Jamais le monde, jamais l’histoire ne comprendront que l’Allemagne par complaisance, et sans y être portée par ses intérêts vitaux, ait précipité le monde dans une telle guerre, — et de telle conséquence — pour seconder le caprice orgueilleux de la bureaucratie viennoise voulant accabler une petite puissance libre, la Serbie, et qu’elle se soit laissé ainsi entraîner par les provocations de ses dangereux amis.

La faute et les raisons de la faute sont maintenant en pleine lumière : une politique mondiale, fille de la vanité, fille de l’orgueil, s’est abandonnée, par complaisance et par aveuglement, aux vrais instincts de la race au lieu de les contenir et de les refréner. Le dilemme absurde proclamé par les professeurs et les militaires : politique mondiale ou décadence, a été souscrit par les diplomates et les chefs d’Etat. Peu à peu, on s’habitua à l’idée que l’Allemagne était la maîtresse du monde et qu’elle pouvait tout se permettre.

D’autre part, les Alliés nécessaires, indispensables, abusent de ce vertige : eux aussi ont leurs appétits et leurs ambitions à satisfaire ; l’expansion kaiserlich répond à l’ambition impérialiste. La politique mondiale, — ainsi que son nom l’exprime, — menace l’univers. La guerre devient la seule pensée et la seule issue : « Nous devons nous souvenir que nous ne pouvons sous aucun prétexte, éviter la guerre à laquelle nous sommes contraints par notre situation mondiale et qu’il ne convient nullement de la retarder outre mesure, mais, au contraire, de la provoquer dans les conditions les plus favorables. »
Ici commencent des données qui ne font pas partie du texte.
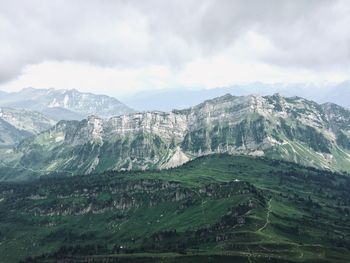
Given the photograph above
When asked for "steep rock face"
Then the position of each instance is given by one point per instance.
(294, 129)
(65, 104)
(17, 124)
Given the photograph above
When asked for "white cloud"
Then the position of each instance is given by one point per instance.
(118, 47)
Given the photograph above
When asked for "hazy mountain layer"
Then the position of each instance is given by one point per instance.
(64, 104)
(17, 124)
(292, 129)
(179, 98)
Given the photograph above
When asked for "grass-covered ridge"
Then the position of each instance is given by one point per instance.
(219, 207)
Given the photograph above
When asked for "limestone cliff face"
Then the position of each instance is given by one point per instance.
(294, 129)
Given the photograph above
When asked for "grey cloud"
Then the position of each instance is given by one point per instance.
(121, 33)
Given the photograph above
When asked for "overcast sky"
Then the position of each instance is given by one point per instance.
(119, 47)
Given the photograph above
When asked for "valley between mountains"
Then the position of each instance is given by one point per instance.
(233, 179)
(292, 129)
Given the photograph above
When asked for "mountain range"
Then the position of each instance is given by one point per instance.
(64, 104)
(293, 129)
(17, 124)
(179, 98)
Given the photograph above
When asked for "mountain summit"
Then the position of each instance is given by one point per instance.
(293, 129)
(64, 104)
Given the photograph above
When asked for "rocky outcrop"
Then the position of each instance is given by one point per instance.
(294, 129)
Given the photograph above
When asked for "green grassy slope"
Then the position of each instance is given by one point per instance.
(217, 208)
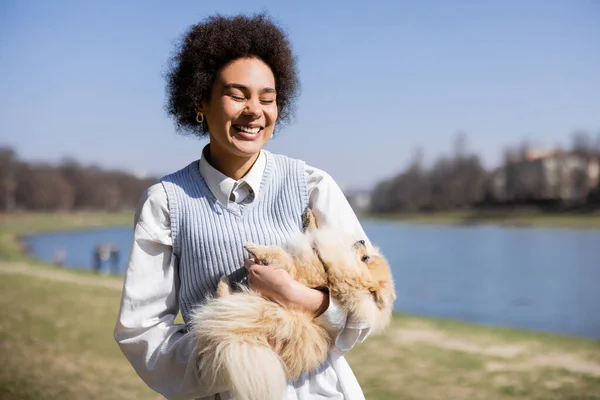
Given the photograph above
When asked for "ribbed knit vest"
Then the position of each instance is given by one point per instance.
(208, 238)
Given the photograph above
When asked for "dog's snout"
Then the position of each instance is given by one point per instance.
(359, 244)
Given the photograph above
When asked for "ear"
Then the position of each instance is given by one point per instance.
(378, 294)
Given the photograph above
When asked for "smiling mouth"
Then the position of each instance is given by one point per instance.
(247, 129)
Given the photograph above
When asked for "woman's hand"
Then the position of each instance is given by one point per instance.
(276, 284)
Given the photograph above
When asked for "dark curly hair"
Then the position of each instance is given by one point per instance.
(210, 45)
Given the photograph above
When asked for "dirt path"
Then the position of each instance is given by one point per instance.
(10, 268)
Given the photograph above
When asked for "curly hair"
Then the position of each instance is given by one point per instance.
(212, 44)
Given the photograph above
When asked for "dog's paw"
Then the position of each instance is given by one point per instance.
(256, 252)
(223, 288)
(308, 220)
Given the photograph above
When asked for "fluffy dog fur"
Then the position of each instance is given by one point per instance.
(233, 330)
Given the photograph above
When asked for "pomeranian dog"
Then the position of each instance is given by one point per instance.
(234, 331)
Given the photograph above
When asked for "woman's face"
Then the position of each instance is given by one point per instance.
(242, 110)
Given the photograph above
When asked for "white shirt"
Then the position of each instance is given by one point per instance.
(162, 352)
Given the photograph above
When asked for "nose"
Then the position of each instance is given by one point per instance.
(252, 107)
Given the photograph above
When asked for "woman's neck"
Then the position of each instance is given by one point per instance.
(230, 165)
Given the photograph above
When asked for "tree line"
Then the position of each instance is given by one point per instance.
(562, 179)
(67, 186)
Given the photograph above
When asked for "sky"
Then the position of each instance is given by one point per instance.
(379, 79)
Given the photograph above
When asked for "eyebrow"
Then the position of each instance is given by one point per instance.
(242, 87)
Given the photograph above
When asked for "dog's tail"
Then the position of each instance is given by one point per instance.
(245, 363)
(254, 372)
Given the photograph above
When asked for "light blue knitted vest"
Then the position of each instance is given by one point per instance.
(208, 238)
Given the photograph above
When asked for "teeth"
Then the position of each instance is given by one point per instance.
(248, 130)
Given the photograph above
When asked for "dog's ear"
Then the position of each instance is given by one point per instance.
(378, 294)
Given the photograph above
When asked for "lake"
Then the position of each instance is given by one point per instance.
(538, 279)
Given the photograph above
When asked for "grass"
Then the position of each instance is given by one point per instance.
(516, 218)
(56, 343)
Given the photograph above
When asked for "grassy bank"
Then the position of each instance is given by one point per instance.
(56, 342)
(502, 218)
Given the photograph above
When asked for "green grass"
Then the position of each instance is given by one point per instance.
(517, 218)
(56, 342)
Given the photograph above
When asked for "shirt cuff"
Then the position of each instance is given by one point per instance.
(334, 318)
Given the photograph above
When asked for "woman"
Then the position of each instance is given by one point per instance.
(232, 79)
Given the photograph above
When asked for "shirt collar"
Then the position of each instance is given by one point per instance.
(222, 186)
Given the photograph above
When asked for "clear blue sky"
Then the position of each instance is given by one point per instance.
(84, 79)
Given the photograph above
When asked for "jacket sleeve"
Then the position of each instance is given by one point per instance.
(331, 208)
(160, 350)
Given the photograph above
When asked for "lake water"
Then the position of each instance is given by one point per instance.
(539, 279)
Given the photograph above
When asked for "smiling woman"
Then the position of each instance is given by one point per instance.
(235, 80)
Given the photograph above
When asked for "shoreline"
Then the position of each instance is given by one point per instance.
(509, 219)
(415, 357)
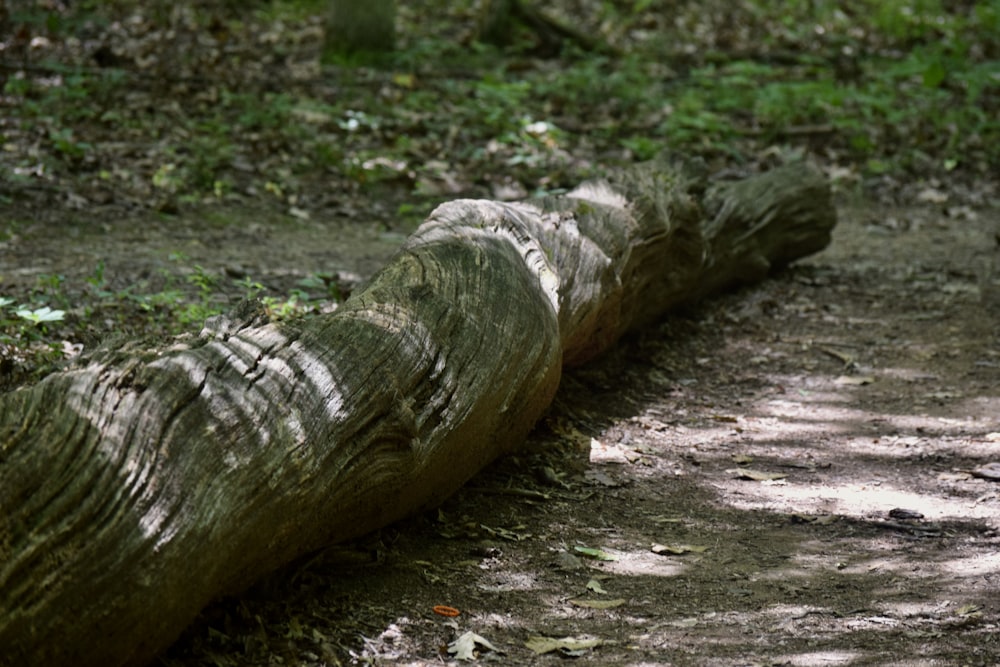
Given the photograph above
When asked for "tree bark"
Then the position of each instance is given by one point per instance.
(140, 486)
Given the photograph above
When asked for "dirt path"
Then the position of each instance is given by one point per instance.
(860, 391)
(863, 386)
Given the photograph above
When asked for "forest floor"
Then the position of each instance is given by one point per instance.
(805, 472)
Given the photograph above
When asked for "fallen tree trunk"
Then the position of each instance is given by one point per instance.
(138, 487)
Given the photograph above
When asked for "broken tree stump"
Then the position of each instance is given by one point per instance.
(148, 481)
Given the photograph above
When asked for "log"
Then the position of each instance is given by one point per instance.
(139, 486)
Tout est clair, tout est logique, tout se tient.

Cette guerre avec ses surprises, ses violences, ses abominations, les régressions qu’elle entraine, ne fait que réaliser le naturel, le passé et l’enivrement d’une race : c’est un prodigieux phénomène d’auto-suggestion par l’orgueil et dans l’outrance.

Doctrine de puissance, négation du droit international, rupture déclarée avec le reste du monde, anéantissement des faibles et des désarmés, tout le système est essentiellement allemand ; pour préciser encore, il est « allemand moderne, » allemand de la « culture, » allemand « Guillaume II. » C’est, non seulement le retour aux vieux instincts barbares, mais le dernier cri du style berlinois et munichois.